The most impacting strokes are that of the steady small stream over its bed rocks rather than the thunder that falls mightily.

Slowly getting rancid. Worse and worse until what you thought was low was already far behind you. The bitter and foul smell settles onto your tongue and you bid your time for next lowest level, for something to shock your numb nerves.

Slow dehydration, thinning blood and alcoholic heart beats. We laugh, sweating conversations and salty skins. We breath the oxides, some hydrogen mostly carbon - from strangers' lungs. Pass it on. You are falling and floating, among so many friends yet so alone.

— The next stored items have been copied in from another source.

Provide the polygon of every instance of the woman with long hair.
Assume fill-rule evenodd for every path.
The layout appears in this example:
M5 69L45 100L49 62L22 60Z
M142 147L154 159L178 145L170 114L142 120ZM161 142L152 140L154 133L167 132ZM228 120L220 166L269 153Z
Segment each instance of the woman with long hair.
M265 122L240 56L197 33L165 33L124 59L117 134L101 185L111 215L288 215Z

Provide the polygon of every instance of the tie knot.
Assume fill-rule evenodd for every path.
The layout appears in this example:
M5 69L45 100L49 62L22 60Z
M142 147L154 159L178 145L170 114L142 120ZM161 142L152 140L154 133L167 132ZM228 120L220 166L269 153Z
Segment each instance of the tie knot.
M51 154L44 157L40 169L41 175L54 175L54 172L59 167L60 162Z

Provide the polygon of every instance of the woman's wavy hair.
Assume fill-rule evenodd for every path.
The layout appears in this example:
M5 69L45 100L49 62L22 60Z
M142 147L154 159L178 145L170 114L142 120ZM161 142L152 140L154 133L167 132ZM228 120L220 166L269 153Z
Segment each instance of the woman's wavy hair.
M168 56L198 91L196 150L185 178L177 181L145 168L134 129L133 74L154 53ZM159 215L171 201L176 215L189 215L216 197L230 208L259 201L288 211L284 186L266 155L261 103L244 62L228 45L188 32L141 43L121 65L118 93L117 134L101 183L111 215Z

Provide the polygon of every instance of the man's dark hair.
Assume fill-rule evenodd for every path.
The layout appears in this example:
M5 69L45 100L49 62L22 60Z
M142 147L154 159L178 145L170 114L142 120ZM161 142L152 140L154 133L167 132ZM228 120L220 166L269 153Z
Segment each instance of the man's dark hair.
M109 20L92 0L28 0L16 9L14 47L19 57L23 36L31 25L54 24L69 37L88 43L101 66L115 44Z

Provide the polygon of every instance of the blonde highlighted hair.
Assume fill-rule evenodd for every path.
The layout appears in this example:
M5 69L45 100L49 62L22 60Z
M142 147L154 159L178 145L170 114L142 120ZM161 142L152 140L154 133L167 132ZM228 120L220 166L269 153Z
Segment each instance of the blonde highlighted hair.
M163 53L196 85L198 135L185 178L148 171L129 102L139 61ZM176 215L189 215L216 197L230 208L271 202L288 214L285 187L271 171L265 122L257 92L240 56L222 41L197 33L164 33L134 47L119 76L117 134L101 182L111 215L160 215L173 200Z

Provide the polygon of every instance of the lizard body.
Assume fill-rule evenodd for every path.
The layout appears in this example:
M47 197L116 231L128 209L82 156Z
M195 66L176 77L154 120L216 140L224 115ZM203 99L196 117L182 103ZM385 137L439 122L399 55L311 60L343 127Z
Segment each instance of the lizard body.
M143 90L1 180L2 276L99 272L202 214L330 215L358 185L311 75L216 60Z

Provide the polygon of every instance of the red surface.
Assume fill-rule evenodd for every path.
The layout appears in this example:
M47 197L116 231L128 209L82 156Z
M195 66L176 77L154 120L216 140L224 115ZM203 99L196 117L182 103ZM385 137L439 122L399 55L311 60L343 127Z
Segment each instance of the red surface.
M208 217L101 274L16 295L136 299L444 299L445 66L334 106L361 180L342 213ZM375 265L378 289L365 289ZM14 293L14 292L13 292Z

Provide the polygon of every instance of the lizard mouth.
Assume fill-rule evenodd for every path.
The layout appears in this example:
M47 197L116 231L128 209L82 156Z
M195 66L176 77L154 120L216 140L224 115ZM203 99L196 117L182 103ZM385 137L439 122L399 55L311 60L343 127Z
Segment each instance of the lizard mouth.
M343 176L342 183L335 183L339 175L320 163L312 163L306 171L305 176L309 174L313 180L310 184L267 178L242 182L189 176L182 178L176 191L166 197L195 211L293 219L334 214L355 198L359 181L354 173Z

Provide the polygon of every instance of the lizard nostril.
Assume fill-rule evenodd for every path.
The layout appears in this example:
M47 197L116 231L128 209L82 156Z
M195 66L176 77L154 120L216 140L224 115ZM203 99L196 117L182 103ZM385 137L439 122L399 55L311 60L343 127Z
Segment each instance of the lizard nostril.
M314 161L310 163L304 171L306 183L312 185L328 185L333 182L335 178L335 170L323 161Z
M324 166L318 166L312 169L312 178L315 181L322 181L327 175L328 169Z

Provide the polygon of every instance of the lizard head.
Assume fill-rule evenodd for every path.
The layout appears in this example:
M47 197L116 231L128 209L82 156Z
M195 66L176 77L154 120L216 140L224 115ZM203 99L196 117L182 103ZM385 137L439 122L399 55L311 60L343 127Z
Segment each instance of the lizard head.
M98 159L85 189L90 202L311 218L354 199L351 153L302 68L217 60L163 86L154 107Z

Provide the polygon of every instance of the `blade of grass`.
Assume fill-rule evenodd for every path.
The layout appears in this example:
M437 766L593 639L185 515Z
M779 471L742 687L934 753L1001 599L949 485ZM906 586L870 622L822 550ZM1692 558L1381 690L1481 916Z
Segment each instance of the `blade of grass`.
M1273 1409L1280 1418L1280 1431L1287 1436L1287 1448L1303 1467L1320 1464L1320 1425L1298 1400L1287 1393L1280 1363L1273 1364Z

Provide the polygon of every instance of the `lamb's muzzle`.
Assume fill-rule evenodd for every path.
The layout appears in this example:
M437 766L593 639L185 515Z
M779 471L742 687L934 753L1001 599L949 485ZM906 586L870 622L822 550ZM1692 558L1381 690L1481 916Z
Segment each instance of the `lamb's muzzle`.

You seem to trust these friends because they seem to oxidize you. Excite you to new levels. The drink they gave you really did. The three of them, you could name them each, you were sure, but they were all one and the rest of the strangers seem to be blurred into three's and two's. Polymerization. Everything seemed linked and blurred to a jumbled mess. The three of your friends merged into a single ominous stranger.

You are happy, ecstatic and who the hell cares about metaphors? If you think you're oxidized, you are.

Break down, break down. Seeing colors in the dark, disco lights, what a headache.

Too bright. Hide away.

Tripping.

Tripping and falling over things from other dimension, the ominous stranger in front of you slipped their hand into your pocket, which one of the three was it? Or was it truly just a stranger? Vision like a flip-book animation, with every page the faces changed. But the fingers were clear, they held onto something as they faded away.

Weird. Why would they want your wallet?